Fina García Marruz ha muerto, y sería pecado de lesa
indiferencia dejar pasar su cruce al otro lado del espejo sin algo que decir.
Pero después del excelente texto publicado por Cubadebate,
decir algo se me antoja una tarea para mí tan ardua como si se me invitara a
escalar una montaña.
Muchas veces la vi mientras frecuenté la vida pública, siempre
al lado de su esposo, su novio de adolescencia, su amor. Yo la percibía como un
velo sutil que flotaba en el viento con finísima trama, para no interferir ni
por un instante el brillo de las luces que siempre rodeaban a Cintio Vitier. Ella y yo nunca
hablamos, y a pesar de las tres ocasiones en que él me invitó a visitarlos, no
lo hice. Yo sabía que podía comunicarme fluidamente con Cintio, pero con ella
me parecía imposible.
Como
varias de las más grandes y auténticas poetas cubanas, fue una mujer hecha de
recogimiento y silencio, me recordaba a Dulce María Loynaz,
siempre huidiza, penumbrosa, lejana. A mi propia Maestra, Beatriz Maggi…

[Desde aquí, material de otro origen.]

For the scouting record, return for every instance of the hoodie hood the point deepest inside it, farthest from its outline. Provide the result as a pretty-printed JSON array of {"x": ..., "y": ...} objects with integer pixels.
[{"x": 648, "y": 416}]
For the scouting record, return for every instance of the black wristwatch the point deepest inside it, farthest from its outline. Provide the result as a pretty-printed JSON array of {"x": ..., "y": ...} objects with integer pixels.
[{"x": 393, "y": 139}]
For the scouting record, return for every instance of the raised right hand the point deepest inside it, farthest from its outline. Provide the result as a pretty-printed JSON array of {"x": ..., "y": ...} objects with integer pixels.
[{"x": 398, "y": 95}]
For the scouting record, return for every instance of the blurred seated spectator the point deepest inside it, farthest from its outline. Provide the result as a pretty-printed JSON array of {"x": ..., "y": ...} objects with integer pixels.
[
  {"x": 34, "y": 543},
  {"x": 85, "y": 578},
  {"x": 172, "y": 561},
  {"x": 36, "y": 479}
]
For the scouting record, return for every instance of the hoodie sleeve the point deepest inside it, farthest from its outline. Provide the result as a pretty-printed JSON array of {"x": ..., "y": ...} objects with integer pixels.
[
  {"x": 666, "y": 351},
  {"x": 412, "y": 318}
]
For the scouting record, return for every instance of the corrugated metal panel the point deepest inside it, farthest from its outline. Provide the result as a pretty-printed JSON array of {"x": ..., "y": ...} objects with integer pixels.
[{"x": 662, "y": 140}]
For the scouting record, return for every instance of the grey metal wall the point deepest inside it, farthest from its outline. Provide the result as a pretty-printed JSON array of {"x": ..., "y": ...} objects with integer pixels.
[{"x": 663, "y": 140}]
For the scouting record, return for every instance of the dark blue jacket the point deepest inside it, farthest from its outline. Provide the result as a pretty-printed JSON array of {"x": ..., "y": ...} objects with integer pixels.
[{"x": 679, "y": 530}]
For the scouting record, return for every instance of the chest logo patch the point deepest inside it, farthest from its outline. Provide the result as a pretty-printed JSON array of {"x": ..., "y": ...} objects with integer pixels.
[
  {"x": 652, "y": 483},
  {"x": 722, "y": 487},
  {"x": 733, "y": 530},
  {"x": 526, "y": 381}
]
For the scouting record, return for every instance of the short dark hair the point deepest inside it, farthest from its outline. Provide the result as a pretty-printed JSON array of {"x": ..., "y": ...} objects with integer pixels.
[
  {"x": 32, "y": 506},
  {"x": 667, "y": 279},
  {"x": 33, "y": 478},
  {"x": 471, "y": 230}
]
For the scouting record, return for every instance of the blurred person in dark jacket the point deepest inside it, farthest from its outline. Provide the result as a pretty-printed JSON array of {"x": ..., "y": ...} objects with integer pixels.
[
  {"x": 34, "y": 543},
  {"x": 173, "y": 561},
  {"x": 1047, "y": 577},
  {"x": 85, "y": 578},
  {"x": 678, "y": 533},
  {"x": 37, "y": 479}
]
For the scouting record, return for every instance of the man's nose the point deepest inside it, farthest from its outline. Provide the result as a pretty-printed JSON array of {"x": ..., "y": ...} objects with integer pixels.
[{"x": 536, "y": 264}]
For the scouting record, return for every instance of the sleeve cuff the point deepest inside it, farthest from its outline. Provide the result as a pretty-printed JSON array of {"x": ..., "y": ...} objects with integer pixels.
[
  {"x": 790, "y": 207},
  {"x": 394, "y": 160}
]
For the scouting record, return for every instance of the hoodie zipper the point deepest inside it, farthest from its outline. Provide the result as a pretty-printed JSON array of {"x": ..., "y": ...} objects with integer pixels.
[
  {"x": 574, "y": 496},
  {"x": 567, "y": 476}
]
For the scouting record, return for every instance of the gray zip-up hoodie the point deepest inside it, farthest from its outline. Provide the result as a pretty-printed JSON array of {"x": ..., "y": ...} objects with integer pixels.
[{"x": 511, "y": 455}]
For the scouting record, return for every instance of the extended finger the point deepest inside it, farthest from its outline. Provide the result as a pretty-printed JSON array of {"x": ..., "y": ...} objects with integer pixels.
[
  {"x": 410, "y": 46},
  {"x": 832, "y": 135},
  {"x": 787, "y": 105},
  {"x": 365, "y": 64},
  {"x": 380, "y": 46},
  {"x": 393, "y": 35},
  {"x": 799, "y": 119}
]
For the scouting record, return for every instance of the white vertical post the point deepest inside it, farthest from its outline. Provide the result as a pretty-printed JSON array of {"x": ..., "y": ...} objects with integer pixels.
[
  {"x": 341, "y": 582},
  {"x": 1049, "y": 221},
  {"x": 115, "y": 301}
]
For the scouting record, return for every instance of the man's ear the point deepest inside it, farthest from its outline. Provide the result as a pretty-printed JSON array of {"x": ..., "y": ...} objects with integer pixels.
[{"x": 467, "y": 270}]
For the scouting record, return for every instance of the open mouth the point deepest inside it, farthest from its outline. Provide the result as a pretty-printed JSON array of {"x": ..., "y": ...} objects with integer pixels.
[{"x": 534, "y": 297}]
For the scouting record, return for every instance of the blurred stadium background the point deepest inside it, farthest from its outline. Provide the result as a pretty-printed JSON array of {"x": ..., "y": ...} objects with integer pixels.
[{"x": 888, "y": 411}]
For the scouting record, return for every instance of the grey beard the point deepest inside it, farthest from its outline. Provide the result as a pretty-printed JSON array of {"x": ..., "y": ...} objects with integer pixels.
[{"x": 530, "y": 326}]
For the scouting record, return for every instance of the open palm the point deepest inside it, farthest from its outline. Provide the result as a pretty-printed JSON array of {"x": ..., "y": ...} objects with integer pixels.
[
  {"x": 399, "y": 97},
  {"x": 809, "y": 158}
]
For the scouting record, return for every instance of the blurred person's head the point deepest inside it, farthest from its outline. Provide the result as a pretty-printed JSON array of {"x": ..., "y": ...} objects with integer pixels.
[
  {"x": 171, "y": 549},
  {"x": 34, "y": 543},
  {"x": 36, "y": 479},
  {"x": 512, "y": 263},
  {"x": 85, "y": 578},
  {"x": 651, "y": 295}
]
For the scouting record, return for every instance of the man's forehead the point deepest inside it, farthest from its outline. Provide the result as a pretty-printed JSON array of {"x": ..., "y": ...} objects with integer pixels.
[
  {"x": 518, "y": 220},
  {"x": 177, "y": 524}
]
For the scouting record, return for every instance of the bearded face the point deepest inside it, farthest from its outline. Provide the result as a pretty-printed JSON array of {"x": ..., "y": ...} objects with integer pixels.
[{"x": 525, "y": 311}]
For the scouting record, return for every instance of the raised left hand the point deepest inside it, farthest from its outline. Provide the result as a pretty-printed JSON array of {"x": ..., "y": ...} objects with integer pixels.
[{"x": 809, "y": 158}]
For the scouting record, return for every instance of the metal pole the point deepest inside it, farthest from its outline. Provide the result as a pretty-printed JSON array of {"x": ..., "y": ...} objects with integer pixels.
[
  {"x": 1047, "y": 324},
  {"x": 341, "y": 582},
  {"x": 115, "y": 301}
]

Mujeres como esas semejan una fragancia tenue que queda cual estela cuando
ellas pasan, pero se disipa al más mínimo roce. Acercárseles requiere una
osadía del espíritu que, lo confieso, me falta. Tengo, además -impresión
instintiva, supongo-, la tendencia a presentir secretos en esos espacios
inmateriales defendidos con el distanciamiento del mundo por coraza, como
torres sagradas que guardan doncellas y levan sus puentes para impedir la
entrada del dragón. Y para cierta clase
de almas la sospecha de un secreto cierra el paso con más eficacia que una
muralla.
Siempre ha llamado mi atención el hecho de que las poetas más
relevantes de Cuba fueran mujeres de tan profunda y contenida femineidad y por
voluntad propia alejadas del mundo, todas menos La Avellaneda, quien escogió
para su paso por la vida los grandes escenarios del triunfo y los laureles. A
Dulce la impusó en la sociedad letrada de Hispanoamérica la indetenible
determinación de su esposo Pablo Álvarez de Cañas. Juana Borrero dejó una obra
escasa y, tal vez, sin su enigmático vínculo con Julián del Casal, no gozaría
hoy del reconocimiento que, medio velado de olvido, disfruta en Cuba. Pero Fina, tan distante y hermética, fue
una criatura mágica que logró en ámbitos privados y públicos todo lo que se
puede ambicionar por el único hecho de existir, y cuando digo existir entiéndase que
hablo de su total consagración a la esencia visceral de la poesía. Qué
diferentes todas ellas de las generaciones nuevas de mujeres que escriben
versos y, malos o buenos, venden sus imágenes en las redes sociales a todo
bombo y platillo, publican sus fotos sin cesar, anuncian sus premios ellas
mismas, sus viajes, sus logros, se hacen entrevistar por sus amigos y utilizan
sus escritos como una herramienta más de venta de sus nombres en el mercado
donde el opus
nigrum del arte se trasmuta en materia vil, pero pocas veces
en el oro espiritual del alquimista.
No voy a repetir aquí su curriculum extraordinario, sus premios nacionales e internacionales, sus medallas y honores. No voy a repetir que se la considera una de las poetas más importantes de Hispanoamérica, porque ya todo eso se ha dicho de manera suficiente. Yo la admiraba mucho, su manera de ser, su extraordinaria delicadeza, su exquisitez. Fina, que mejor nombre podía tener, aunque también fue una joven de belleza romántica y conmovedora que se incrustó como raíz perenne en otros corazones sensibles de su tiempo, pero ella fue una Reina de Corazones que jugó una sola partida de amor hasta su fin. Su nieto el pintor, escritor y editor José Adrián Vitier, me contó que después de la muerte de Cintio ella continuaba su diálogo con él como si estuviera vivo, y así lo confesó ella misma en cierta ocasión. Es una anécdota de intimidad, lo sé, pero tan plena de sublimidad que no puedo renunciar a ofrecerla.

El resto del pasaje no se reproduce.